To answer that question, yes, we may be entering a 2018 bear market. Bear markets arrive unannounced, of course, but the action on Tuesday, April 24 may have indicated we are ready to shift gears after a very long bull market.

Traders and investors are very worried right now, even though some of the biggest rallies occur during bear markets. Most market players are not nimble enough to play the downside and reap the profits. In bear markets, both bulls and bears usually lose money. That’s just a fact.

Big institutions buy stocks for the long haul. Pensions, banks, hedge funds, trusts and foreign entities are not day traders. They buy stocks and hold them for years, letting them appreciate and pay out dividends. However, when risk tolerance changes and interest rates rise, the argument for holding stocks may change as well.

Additionally, we are used to rising volatility, which is normal during bull markets, especially corrections. Big money will buy volatility or index puts and hold them for the short-term to weather the storm. This is a cheap way to buy protection without having to sell long-term holdings.
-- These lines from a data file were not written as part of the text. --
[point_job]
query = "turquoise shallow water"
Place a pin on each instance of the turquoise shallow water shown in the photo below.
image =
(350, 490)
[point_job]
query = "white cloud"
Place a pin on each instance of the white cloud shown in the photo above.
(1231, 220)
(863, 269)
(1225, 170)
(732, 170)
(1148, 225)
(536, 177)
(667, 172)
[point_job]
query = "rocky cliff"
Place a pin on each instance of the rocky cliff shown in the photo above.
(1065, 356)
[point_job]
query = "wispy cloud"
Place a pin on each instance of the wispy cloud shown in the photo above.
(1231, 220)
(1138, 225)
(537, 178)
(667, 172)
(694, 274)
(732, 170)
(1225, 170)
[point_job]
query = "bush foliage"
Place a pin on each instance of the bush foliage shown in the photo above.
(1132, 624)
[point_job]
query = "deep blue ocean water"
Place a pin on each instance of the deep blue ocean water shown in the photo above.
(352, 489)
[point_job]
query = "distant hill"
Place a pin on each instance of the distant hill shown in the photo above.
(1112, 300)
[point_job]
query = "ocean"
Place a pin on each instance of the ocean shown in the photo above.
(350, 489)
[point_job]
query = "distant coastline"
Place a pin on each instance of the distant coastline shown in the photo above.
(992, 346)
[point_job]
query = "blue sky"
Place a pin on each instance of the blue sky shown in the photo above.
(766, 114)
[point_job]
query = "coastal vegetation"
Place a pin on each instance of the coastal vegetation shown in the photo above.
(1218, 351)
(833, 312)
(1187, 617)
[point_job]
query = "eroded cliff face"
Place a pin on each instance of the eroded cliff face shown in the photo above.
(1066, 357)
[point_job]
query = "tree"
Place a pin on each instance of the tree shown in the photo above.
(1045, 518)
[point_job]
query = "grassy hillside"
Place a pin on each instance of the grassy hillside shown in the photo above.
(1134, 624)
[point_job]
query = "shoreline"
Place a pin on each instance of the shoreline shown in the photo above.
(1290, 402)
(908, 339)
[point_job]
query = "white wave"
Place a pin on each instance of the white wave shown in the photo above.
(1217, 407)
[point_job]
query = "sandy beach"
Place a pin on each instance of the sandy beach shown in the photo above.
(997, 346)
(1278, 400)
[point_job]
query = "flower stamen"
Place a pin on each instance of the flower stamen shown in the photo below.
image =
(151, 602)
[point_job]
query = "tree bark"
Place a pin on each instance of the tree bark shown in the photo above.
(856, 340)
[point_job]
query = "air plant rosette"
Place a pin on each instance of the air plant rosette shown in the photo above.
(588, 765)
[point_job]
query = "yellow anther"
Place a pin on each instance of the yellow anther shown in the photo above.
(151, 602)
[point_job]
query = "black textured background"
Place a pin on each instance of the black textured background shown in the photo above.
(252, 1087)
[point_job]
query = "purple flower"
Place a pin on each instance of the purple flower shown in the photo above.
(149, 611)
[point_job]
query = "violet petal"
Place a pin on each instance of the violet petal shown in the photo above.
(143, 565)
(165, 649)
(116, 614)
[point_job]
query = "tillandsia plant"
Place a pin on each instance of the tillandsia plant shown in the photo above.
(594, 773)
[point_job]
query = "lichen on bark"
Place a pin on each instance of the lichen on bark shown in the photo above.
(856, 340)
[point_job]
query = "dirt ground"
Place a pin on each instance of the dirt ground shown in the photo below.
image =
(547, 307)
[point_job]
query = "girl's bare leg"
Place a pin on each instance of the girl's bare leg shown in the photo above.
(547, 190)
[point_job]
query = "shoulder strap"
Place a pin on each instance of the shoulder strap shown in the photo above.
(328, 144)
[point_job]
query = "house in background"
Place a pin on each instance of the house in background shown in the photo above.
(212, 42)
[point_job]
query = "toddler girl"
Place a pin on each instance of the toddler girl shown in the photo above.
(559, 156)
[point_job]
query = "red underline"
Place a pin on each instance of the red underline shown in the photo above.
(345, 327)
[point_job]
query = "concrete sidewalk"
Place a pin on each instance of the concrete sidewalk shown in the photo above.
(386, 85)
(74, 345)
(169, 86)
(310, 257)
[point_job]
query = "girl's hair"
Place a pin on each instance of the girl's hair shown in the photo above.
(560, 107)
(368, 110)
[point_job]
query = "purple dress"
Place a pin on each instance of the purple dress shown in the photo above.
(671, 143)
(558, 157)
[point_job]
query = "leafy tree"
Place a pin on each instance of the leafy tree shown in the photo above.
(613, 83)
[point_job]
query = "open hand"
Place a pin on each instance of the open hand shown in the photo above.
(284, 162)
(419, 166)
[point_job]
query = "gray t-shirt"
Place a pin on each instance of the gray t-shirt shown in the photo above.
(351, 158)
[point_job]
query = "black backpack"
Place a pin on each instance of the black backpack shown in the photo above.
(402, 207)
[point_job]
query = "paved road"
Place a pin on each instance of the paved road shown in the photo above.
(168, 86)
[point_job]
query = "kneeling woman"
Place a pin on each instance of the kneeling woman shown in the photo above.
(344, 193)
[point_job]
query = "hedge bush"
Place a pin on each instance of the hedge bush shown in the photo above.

Signs of a 2018 bear market

But last week we saw something quite different. On April 24, we saw higher volume levels, very heavy selling and very little buying of protection. Volatility buyers were noticeably absent, but stock sellers were quite active. Stalwart names such as Caterpillar, Google, Lockheed Martin and Boeing were distributed heavily while the dip buyers stood back and waited.

This is classic bear market activity. Now, I’m not saying we are in a bear market, but evidence is piling up in its corner. Big institutional money is starting to get nervous with each pull down toward the 200 ma, and for good reason. That marker has held firm since it first crossed over after the Great Recession (the last real test of the 200 ma was in early 2016). The SPX 500 has risen 25% over the past several years.

But back to the 2018 bear market action and why it’s happening.

Today is the end of the month, a marker that I use to help determine the long-term trend. If we close below the March low, then we will see some of the monthly indicators roll over. They are not severe, but a trend is a trend, and that is likely to show up in the months to come.

I’m also looking at price action. It has not been inspiring since late January, and with yields up, commodity prices up and sharp price moves in the stock market, it may be time to put on the bear suit. I’m willing to give this long-term bull the benefit of the doubt, but the doubts are growing.

If this is indeed the beginning of a 2018 bear market, don’t panic. Read the charts and indicators and let the market – not your emotions – determine your options trades.